Grease Trap Maintenance: Best Practices for Keeping Drains Clean
One of the biggest cleaning issues in many commercial kitchens involves grease. In fact, more than half of the backups and blockages found in restaurants and other commercial buildings comes from “FOG” – Fats, oils, and grease. Keeping your grease traps clean can prevent a huge number of these issues and isn’t very expensive, but it does require regular maintenance.
Here are some of the best practices for preventing blockages caused by grease going down the drain:
Train your Employees
One of the biggest reasons why grease gets into your system is that the kitchen staff and dishwashers aren’t trained on grease trap cleaning and maintenance.
Some may know that grease shouldn’t go down the drain, but are too busy to really pay attention. Others think that the large industrial dishwashers used in many kitchens can take care of anything, so they don’t really do a good job of pre-cleaning them. This leads to a huge amount of grease, fats, and oils being left on plates and utensils. Teaching your employees to diligently wash everything before putting it in the dishwasher is important.
However, there are more issues than just making sure no grease makes it into the dishwasher. Grease can also be trapped in the mop and mop bucket. If that water is then dumped down the floor drain, it can go directly into your pipes because these drains are not always connected to a grease trap.
Clean Traps Monthly
You also need to make certain your grease traps are cleaned at least once every few months, maybe more often if you serve a lot of greasy foods. Ohio law states that restaurants should have their grease traps cleaned every three months.
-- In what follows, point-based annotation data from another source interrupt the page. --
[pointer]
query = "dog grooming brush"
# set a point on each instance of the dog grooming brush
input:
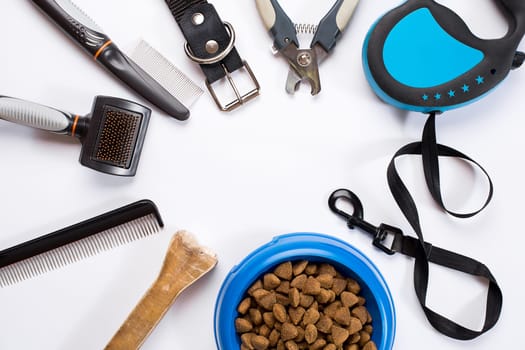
(85, 239)
(90, 36)
(112, 135)
(421, 56)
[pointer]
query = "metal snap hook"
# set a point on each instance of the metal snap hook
(350, 197)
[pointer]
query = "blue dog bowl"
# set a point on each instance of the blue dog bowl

There are a few signs that your grease trap needs to be cleaned more often. If you start to smell something and can’t find any other source, it could be your grease trap. It can begin to smell if it’s full or if it has started leaking.
Use a Grease Can
Finally, make certain that your employees know to always pour any grease from pans, trays, and anything else into a can rather than pouring it down the drain or dumping it in the trash (which could start a fire). These grease cans should be placed in the refrigerator so that the grease solidifies, then thrown in the trash.